Held Up High

The one thing I can't let go of, the one thing that keeps me holding my head up high. It's like the very last string holding this puppet upright.

It is that I once was a Queen, I ruled my friends, I was their leader. I gave them guidance, I gave them power. I was the thing to be. I was strong despite everything, I was smart, too.

And then my castle came tumbling down. I pushed and pulled the stones out of the mortar. I threw vases filled with wilting flowers at the wall and watched the glass glimmer and the flowers gasp as they drowned in air

I tore my castle apart, I couldn't stand the look of the walls looking to enclose me like a tomb, the steepness of the stairs that always seemed to want me to tumble to my death, the sad reminder in pictures of once was compared to what is now hanging on the same wall, trying to strangle me with grief.

And more and more, I couldn't stand the people who lived in my castle with me. Those who faked smiles, who seeked to hurt me, who wanted my kingdom to turn to ash. Who wanted to control me in the worst of ways.

I was once Queen. I once held my head high. I once believed in the power of myself, with my friends by my side.

Now my crown is gone, stolen by someone who doesn't deserve it. The weight of the missing crown threatens to bend my chin towards the floor, but I can't, I won't, allow it. I now have to believe in the power of myself, without my friends by my side. I have to build my very own castle from the ground up.

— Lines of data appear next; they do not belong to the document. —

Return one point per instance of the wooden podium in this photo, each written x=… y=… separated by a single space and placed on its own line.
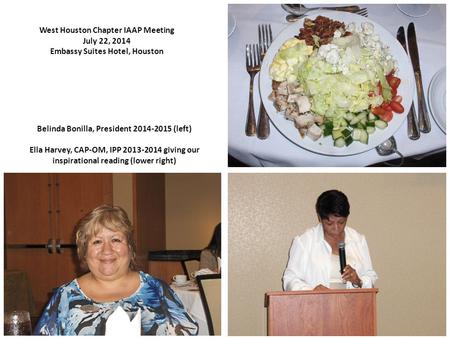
x=350 y=312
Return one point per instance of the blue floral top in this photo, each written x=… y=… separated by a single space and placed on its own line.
x=70 y=312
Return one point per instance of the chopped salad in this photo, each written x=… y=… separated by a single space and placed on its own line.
x=336 y=80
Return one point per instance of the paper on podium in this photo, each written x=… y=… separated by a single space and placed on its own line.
x=119 y=324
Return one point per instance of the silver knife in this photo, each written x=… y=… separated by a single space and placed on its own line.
x=424 y=118
x=413 y=132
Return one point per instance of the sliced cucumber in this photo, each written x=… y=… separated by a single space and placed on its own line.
x=372 y=117
x=356 y=134
x=354 y=121
x=380 y=124
x=327 y=128
x=336 y=134
x=364 y=137
x=370 y=130
x=340 y=142
x=348 y=141
x=361 y=116
x=349 y=116
x=346 y=133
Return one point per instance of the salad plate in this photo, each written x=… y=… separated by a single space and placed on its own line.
x=325 y=145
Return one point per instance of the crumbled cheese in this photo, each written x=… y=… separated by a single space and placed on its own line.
x=330 y=53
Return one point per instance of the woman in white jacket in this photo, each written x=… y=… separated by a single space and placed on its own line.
x=314 y=256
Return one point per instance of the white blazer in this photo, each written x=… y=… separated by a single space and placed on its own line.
x=310 y=257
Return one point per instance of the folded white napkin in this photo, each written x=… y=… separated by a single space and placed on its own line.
x=118 y=324
x=202 y=272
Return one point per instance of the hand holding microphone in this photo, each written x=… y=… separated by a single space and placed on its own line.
x=348 y=273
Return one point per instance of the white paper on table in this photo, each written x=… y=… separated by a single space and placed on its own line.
x=119 y=324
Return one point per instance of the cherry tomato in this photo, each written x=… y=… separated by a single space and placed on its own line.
x=397 y=107
x=379 y=111
x=379 y=88
x=387 y=116
x=397 y=98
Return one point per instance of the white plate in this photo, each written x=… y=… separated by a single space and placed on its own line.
x=414 y=10
x=325 y=144
x=436 y=98
x=231 y=24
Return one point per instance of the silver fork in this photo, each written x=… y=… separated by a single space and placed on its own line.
x=265 y=39
x=253 y=63
x=294 y=17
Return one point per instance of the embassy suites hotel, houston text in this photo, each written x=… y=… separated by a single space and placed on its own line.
x=106 y=40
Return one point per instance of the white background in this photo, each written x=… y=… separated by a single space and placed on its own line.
x=186 y=85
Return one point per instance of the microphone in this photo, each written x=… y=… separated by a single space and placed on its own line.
x=342 y=256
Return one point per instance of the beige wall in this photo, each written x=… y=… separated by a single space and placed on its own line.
x=123 y=193
x=193 y=204
x=192 y=209
x=402 y=216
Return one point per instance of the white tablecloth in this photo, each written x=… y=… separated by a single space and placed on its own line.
x=277 y=150
x=193 y=304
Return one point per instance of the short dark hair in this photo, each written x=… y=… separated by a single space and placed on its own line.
x=332 y=203
x=215 y=244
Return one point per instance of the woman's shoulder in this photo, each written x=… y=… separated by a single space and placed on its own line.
x=151 y=281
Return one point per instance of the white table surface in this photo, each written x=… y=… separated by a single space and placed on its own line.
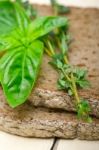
x=11 y=142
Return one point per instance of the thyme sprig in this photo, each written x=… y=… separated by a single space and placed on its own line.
x=71 y=78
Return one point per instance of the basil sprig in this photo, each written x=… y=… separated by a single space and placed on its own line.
x=22 y=50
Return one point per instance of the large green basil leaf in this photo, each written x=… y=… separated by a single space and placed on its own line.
x=12 y=15
x=18 y=72
x=7 y=17
x=43 y=25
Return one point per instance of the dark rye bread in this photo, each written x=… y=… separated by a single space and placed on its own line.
x=28 y=121
x=84 y=52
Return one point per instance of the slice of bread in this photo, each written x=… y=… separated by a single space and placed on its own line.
x=28 y=121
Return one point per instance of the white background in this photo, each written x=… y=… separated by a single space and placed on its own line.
x=10 y=142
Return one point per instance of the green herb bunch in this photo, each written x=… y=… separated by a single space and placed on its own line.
x=71 y=78
x=21 y=49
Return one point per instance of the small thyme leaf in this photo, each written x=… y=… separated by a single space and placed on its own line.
x=71 y=78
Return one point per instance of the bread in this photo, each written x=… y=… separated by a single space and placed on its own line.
x=28 y=121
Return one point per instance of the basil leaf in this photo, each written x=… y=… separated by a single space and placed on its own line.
x=43 y=25
x=7 y=17
x=18 y=72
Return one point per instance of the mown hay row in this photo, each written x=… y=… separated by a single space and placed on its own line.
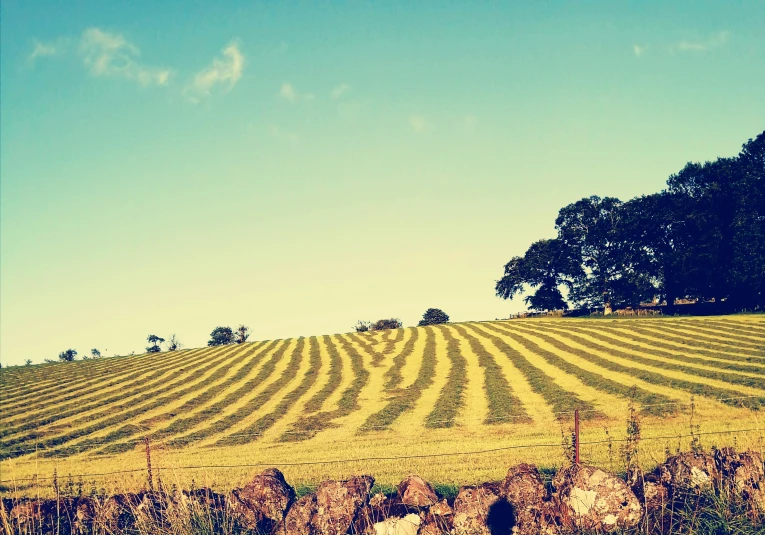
x=504 y=406
x=671 y=343
x=644 y=397
x=694 y=339
x=309 y=426
x=633 y=351
x=189 y=385
x=558 y=398
x=452 y=395
x=393 y=375
x=335 y=374
x=75 y=405
x=265 y=422
x=404 y=399
x=651 y=403
x=185 y=423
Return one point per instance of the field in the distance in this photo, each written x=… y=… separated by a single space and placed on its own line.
x=390 y=400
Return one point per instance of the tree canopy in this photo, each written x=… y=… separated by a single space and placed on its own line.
x=221 y=336
x=703 y=237
x=433 y=316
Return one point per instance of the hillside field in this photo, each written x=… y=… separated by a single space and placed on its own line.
x=456 y=403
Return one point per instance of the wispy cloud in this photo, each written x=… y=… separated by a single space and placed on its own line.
x=224 y=72
x=47 y=49
x=110 y=54
x=340 y=90
x=418 y=123
x=290 y=93
x=714 y=41
x=282 y=135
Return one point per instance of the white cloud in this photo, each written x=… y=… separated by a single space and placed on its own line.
x=338 y=91
x=109 y=54
x=224 y=71
x=290 y=93
x=418 y=123
x=46 y=49
x=715 y=40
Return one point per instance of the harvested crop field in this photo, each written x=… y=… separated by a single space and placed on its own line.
x=456 y=403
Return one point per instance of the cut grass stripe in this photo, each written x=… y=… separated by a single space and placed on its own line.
x=744 y=380
x=405 y=399
x=57 y=411
x=335 y=378
x=623 y=343
x=560 y=399
x=143 y=427
x=503 y=404
x=58 y=393
x=651 y=402
x=55 y=446
x=696 y=339
x=111 y=405
x=452 y=396
x=265 y=422
x=223 y=424
x=308 y=426
x=180 y=425
x=755 y=335
x=718 y=334
x=672 y=344
x=393 y=375
x=715 y=393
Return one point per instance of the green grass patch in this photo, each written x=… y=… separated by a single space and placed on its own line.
x=560 y=399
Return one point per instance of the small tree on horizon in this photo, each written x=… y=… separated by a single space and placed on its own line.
x=242 y=334
x=173 y=344
x=67 y=356
x=362 y=326
x=221 y=336
x=433 y=316
x=155 y=341
x=385 y=324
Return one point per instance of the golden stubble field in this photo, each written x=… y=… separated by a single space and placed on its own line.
x=456 y=404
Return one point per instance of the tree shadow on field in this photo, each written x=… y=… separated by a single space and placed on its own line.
x=501 y=518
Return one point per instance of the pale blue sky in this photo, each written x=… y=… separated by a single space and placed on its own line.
x=168 y=167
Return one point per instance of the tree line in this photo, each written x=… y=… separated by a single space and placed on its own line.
x=702 y=238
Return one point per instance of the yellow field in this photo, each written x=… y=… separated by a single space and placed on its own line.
x=456 y=403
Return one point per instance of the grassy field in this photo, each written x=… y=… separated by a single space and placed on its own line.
x=457 y=403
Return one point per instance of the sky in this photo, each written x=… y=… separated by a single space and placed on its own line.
x=169 y=167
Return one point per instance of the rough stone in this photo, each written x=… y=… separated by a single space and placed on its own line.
x=589 y=498
x=266 y=499
x=299 y=517
x=407 y=525
x=338 y=504
x=525 y=489
x=744 y=474
x=689 y=471
x=481 y=510
x=416 y=492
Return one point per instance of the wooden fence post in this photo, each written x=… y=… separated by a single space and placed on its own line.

Despite all this, I know I am still a Queen. I know that I still rule- though it may be of myself rather than others. I guide myself through treacherous seas, and I do a pretty good job of it still.

So I'll find a new crown to hold upon my head, and I'll wear it with pride.

And with that, everyone will know that, though disposed and my throne stolen, I am still Queen. There's not a second guess.